Harga Minyak Dunia Tembus USD 107, Bahlil Pastikan BBM Subsidi Tak Naik

Penulis: Zainul Arifin  •  Sabtu, 12 September 2026 | 07:50:02 WIB
Menteri ESDM Bahlil Lahadalia menyampaikan keterangan pers di Kantor Kementerian ESDM, Jakarta.

SULAWESI UTARA — Pemerintah memutuskan menahan harga bahan bakar minyak (BBM) subsidi di tengah lonjakan harga minyak mentah global. Menteri Energi dan Sumber Daya Mineral (ESDM) Bahlil Lahadalia menyatakan keputusan itu diambil setelah Presiden Prabowo Subianto menilai daya beli masyarakat menengah ke bawah lebih penting ketimbang menyesuaikan harga.

Pernyataan itu disampaikan Bahlil di Kantor Kementerian ESDM, Jakarta, Jumat (11/9), sehari setelah harga minyak mentah Brent berjangka ditutup di USD 107,63 per barel. Minyak mentah AS (WTI) juga menembus USD 100, yakni USD 102,48 per barel pada penutupan Kamis (10/9).

Harga BBM Subsidi Tidak Naik Sampai Akhir Tahun

Bahlil menegaskan tidak ada penyesuaian harga untuk BBM subsidi. Ia menyebut keputusan itu berlaku sampai akhir tahun.

"Khususnya menyangkut dengan harga minyak dunia yang tidak menentu. Tetapi pemerintah sampai dengan hari ini memutuskan untuk tetap menjaga harga minyak subsidi tidak ada kenaikan," kata Bahlil.

Menurutnya, fluktuasi harga minyak dunia bukan persoalan mudah. Pemerintah memilih menambah anggaran subsidi sebagai konsekuensinya.

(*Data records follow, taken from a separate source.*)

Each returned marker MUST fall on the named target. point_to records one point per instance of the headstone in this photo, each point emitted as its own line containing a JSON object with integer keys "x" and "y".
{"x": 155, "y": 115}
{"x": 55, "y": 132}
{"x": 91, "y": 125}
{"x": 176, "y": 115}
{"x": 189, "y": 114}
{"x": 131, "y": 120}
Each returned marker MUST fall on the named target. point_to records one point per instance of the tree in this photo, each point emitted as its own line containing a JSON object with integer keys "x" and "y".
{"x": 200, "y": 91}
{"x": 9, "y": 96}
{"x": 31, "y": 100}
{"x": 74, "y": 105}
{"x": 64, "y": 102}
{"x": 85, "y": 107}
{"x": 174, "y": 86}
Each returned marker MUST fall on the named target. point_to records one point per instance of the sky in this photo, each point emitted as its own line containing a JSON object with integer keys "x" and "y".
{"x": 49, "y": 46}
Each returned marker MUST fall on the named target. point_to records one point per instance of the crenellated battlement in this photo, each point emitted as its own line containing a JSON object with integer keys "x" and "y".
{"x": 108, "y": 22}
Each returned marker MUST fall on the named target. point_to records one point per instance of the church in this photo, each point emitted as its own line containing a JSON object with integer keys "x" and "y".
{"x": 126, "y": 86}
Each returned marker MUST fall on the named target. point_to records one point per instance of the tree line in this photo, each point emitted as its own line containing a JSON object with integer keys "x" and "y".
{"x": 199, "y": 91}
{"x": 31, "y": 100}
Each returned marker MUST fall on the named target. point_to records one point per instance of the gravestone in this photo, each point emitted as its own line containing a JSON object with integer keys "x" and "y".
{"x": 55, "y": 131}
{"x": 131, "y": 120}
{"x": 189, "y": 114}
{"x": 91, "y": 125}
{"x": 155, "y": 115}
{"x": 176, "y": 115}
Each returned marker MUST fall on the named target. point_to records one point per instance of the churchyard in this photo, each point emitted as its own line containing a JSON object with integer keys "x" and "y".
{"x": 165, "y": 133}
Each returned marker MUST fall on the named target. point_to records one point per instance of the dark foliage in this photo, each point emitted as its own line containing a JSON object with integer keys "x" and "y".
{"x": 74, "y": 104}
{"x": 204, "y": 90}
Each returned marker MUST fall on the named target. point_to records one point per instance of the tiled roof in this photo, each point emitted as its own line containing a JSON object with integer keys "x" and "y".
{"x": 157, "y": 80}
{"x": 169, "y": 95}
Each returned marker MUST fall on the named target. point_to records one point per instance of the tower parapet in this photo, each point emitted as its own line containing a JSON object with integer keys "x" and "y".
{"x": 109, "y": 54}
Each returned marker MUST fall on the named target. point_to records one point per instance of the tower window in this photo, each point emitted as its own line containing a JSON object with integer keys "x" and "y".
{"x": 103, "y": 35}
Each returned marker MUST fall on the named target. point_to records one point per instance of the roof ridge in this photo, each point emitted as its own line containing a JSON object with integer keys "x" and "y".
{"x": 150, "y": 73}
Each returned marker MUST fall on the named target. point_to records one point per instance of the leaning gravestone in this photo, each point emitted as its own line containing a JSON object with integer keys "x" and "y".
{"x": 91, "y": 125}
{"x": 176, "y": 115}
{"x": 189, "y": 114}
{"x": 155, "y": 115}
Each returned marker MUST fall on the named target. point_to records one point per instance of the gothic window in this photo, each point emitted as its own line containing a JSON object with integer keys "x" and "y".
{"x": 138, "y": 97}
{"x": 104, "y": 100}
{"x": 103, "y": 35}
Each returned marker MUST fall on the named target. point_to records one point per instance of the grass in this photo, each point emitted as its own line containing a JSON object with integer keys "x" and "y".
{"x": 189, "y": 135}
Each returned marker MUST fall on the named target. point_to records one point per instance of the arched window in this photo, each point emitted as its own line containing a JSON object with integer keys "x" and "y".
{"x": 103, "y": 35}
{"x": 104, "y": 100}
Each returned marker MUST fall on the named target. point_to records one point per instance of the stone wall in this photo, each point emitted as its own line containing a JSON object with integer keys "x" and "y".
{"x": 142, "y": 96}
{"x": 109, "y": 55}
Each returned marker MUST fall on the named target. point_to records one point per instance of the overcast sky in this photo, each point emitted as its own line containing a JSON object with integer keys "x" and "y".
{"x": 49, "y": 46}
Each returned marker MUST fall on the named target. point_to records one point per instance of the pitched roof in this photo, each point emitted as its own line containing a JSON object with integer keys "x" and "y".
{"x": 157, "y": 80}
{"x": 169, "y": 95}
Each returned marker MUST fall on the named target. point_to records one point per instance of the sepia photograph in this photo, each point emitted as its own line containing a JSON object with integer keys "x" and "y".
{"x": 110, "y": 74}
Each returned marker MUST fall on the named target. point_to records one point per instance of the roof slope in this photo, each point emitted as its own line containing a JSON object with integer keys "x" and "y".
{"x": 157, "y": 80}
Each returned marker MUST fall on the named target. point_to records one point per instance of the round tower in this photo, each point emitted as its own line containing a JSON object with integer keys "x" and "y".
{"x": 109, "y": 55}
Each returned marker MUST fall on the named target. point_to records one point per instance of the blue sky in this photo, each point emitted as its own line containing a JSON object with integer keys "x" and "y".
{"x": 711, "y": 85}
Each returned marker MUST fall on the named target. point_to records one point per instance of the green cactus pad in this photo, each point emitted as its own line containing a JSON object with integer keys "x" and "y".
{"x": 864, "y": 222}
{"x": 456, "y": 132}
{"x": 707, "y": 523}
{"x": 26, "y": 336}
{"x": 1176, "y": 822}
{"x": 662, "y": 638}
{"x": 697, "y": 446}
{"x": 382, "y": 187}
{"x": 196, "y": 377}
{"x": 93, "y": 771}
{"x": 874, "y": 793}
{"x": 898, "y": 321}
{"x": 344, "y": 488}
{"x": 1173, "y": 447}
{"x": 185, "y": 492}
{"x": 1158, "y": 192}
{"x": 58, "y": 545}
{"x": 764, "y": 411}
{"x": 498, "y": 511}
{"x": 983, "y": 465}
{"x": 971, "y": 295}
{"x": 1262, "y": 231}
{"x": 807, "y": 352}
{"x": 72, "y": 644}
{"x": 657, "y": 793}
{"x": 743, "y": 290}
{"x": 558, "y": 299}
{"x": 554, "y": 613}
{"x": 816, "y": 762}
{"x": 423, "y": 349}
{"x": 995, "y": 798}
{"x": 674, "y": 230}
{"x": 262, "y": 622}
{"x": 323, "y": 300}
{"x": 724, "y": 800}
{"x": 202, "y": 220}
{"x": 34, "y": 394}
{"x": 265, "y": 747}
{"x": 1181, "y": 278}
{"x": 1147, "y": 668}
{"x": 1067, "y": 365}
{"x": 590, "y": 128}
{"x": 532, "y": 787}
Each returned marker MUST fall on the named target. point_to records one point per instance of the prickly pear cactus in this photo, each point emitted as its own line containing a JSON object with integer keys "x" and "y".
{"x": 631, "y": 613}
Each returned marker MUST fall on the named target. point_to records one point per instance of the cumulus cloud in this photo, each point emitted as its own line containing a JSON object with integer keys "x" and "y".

"Presiden Prabowo berpandangan bahwa membela dan menjaga daya beli masyarakat untuk menengah ke bawah itu jauh lebih penting sekalipun dengan berbagai macam hal-hal yang harus kita lakukan menambah anggaran subsidi, saya pikir itu bagian daripada langkah yang kita lakukan," ujar Bahlil.

Rata-Rata Harga Minyak Indonesia Masih di Kisaran USD 85-90

Bahlil menjelaskan harga minyak mentah Indonesia atau Indonesian Crude Price (ICP) Agustus 2026 naik ke level USD 89,43 per barel. Kenaikan itu dipengaruhi harga minyak dunia sepanjang Agustus 2026 akibat faktor geopolitik.

Meski harga minyak dunia kini berada di USD 106-108 per barel, rata-rata ICP Januari sampai September masih di kisaran USD 85-90 per barel. Angka itu menjadi dasar pemerintah menahan harga BBM subsidi.

"Sekalipun sekarang sudah menjadi USD 106 sampai 108 per barrel (minyak dunia) tapi rata-rata ICP dari Januari sampai dengan bulan September sekarang itu kurang lebih di angka sekitar USD 85 sampai USD 90. Jadi masih overall masih oke," tegas Bahlil.

Apa Dampaknya bagi Pengguna BBM Subsidi?

Keputusan ini berarti harga jual BBM subsidi di SPBU tidak berubah dalam waktu dekat. Namun, bahan artikel ini tidak menyebut jenis BBM subsidi mana yang dimaksud, besaran subsidi per liter, maupun total anggaran tambahan yang disiapkan.

Masyarakat yang ingin memastikan harga berlaku di wilayahnya dapat memantau kanal resmi Kementerian ESDM atau PT Pertamina (Persero). Informasi lengkap soal pos anggaran subsidi biasanya disampaikan melalui dokumen APBN dan pengumuman resmi kementerian.

Yang Perlu Dipantau ke Depan

Pernyataan Bahlil belum menyertakan jadwal evaluasi harga berikutnya. Pemerintah juga tidak merinci berapa lama kebijakan ini bisa bertahan jika harga minyak dunia terus naik di atas USD 100 per barel.

Pembaca disarankan mengikuti pengumuman resmi Kementerian ESDM dan Kementerian Keuangan untuk perkembangan anggaran subsidi. Waspadai informasi harga BBM dari sumber tidak resmi, termasuk pesan berantai yang mengklaim kenaikan atau penurunan harga tanpa dasar.

Reporter: Zainul Arifin
Sumber: kumparan.com This article was automatically rewritten by AI based on the source above without altering the facts of the original article.